VMWARE Virtualization and connectivity, the virtual switch is one of the most fundamental components, providing networking connectivity between virtual machines, along with connecting them to the physical world.
VMware provides 3 types of virtual switch, the virtual Standard Switch (vSS), the virtual Distributed Switch (vDS), and the Logical Switch.
VMware Networking Terminology
- VMKNIC – A virtual network interfaces, used by the VMKernel. This is used for traffic such as VMware management, vMotion, storage etc.
- VMNIC – The real physical interface on the ESX host.
- vPort – The virtual connection points upon the vSwitch. You can think of these as the virtual RJ-45 connections on the vSwitch.
- PortGroups – A port group is a configuration template that is applied to a group of network elements. A typical use of a port group is to apply a single VLAN to a group of VMs.
- Uplinks – A physical network adapter, used to bridge connectivity between the physical and virtual network. An uplink can only be assigned to a single vSwitch.
A vSS (virtual Standard Switch), provides the basic functions of a physical switch, i.e it works at layer 2 and provides frame forwarding based upon MAC addresses. In addition, the vSS provides features such as NIC teaming, security and traffic shaping. Standard switches are configured at the host level, meaning that you must create and manage vSphere Standard Switches independently on each ESXi host.
NIC teaming allows you to define how traffic is sent over multiple links. NIC teaming fall into two main categories – Network Failover Detection and Load Balancing.
Network Failover Detection
Network Failover Detection is used to define the mechanism that is used to signal to ESXi when traffic should failover to the other link. The options are:
- Link Status – If a link goes down, traffic is sent out of other port.
- Beacon Probing – Each VMNIC sends out beacon probes to each other. If an upstream network failure occurs then the vSwitch will not receive the expected probe and the VMNIC will be removed.
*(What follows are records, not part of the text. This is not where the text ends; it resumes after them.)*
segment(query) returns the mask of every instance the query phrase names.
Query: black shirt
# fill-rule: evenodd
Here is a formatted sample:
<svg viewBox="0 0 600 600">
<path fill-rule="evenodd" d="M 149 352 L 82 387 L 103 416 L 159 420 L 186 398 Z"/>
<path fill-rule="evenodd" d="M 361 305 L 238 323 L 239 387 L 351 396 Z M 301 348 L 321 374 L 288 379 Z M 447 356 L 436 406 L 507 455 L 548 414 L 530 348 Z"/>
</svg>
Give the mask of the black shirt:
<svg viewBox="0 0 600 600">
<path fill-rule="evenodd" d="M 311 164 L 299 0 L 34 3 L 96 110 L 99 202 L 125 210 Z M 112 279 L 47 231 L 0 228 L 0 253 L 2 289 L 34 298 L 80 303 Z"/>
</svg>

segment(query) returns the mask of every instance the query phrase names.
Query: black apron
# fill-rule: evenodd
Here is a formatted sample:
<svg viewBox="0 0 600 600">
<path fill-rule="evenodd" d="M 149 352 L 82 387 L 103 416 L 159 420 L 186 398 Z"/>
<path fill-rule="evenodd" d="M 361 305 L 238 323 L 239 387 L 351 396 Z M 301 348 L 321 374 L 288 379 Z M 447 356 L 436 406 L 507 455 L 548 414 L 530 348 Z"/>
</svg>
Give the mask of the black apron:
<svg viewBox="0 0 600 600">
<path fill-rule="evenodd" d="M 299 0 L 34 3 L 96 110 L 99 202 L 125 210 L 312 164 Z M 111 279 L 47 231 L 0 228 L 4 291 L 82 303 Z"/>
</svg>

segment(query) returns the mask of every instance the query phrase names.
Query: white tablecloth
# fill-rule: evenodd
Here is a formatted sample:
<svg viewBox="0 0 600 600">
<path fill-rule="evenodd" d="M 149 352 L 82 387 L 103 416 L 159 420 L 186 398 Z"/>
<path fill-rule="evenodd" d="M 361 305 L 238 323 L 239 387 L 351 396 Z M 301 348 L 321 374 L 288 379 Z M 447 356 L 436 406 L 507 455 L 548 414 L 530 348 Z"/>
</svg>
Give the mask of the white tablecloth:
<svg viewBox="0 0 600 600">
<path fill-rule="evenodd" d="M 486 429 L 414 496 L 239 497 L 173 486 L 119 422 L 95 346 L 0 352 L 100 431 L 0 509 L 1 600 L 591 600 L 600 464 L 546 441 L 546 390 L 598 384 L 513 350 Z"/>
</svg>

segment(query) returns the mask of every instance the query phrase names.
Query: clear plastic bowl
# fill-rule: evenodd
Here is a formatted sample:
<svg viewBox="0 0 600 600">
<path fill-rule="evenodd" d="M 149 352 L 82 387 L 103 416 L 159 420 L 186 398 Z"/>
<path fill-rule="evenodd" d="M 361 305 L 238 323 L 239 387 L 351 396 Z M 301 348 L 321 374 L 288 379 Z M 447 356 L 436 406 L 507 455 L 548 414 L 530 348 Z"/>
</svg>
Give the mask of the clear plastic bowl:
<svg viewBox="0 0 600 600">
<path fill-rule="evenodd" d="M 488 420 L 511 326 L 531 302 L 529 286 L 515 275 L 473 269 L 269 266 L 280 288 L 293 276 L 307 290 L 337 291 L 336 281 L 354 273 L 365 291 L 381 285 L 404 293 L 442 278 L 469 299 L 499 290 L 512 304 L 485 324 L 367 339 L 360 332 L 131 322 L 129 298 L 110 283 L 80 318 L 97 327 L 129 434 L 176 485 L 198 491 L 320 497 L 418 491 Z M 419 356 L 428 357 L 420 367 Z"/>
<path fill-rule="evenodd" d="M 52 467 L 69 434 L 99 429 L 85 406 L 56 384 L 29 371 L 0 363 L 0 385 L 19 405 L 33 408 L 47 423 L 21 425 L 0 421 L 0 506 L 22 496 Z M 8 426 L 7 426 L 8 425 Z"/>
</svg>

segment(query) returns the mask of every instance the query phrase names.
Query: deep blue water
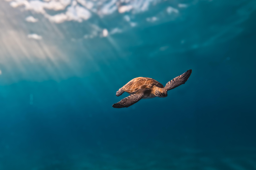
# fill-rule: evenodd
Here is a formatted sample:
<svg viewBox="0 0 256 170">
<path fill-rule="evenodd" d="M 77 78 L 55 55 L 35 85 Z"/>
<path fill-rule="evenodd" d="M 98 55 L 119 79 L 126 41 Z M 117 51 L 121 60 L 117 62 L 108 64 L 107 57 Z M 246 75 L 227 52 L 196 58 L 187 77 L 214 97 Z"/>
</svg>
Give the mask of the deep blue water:
<svg viewBox="0 0 256 170">
<path fill-rule="evenodd" d="M 61 23 L 0 2 L 0 170 L 256 169 L 255 1 L 142 2 Z M 167 98 L 112 107 L 134 78 L 189 69 Z"/>
</svg>

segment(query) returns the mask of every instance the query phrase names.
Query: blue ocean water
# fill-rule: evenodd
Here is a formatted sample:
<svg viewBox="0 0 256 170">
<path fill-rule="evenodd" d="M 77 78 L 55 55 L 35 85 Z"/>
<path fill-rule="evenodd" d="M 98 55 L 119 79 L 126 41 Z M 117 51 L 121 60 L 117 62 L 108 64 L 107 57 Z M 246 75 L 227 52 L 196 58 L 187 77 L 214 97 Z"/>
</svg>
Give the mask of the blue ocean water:
<svg viewBox="0 0 256 170">
<path fill-rule="evenodd" d="M 0 170 L 256 169 L 256 19 L 253 0 L 0 1 Z"/>
</svg>

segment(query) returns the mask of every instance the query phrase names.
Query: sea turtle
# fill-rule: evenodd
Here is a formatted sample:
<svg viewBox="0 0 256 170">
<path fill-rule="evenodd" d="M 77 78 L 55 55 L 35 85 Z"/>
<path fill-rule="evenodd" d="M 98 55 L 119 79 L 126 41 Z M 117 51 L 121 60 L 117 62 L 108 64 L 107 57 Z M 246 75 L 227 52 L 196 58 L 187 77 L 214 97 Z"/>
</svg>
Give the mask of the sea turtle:
<svg viewBox="0 0 256 170">
<path fill-rule="evenodd" d="M 151 78 L 140 77 L 134 78 L 119 89 L 116 95 L 119 96 L 127 92 L 130 96 L 112 106 L 115 108 L 128 108 L 141 99 L 167 97 L 167 91 L 184 84 L 191 72 L 192 70 L 188 70 L 168 82 L 164 87 L 158 81 Z"/>
</svg>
The Load Balancing configuration defines how traffic is distributed across multiple active VMNICs. The options include:
- Originating Port ID – Each vPort is assigned a port ID. Each port ID is assigned to a VMNIC. Base on the port ID, traffic will be sent out of a different VMNIC. This is also known as – LoadBalance – SRCID.
- Source MAC Hash – Traffic is distributed to VMNICs based on the source MAC address. This is also known as – LoadBalance – SRCMAC.
- IP Hash – The source and destination IP is hashed. Each hash is assigned to a VMNIC. This allows a single VM to send traffic across multiple VMNICs.
Allows you to set peak bandwidth and average bandwidth at a port group level. All VMs assigned to the port group will be limited to the bandwidth limitations defined.
vSwitches provide a range of security configuration options. These security settings can be applied at either the virtual switch or port group level. Let us look at the different options:
- Forged Transmits – Allows MAC spoofing for outbound traffic. Therefore permitting a different MAC address to be sent by the VM other then what is defined to the VMs vNIC (based on the configuration of the VM). This option is enabled by default.
- MAC Address Changes – Allows MAC spoofing for inbound traffic. Therefore allowing a different MAC address to be received for a VM that is different to what is defined to the VMs vNIC (based on the configuration of the VM). This option is enabled by default.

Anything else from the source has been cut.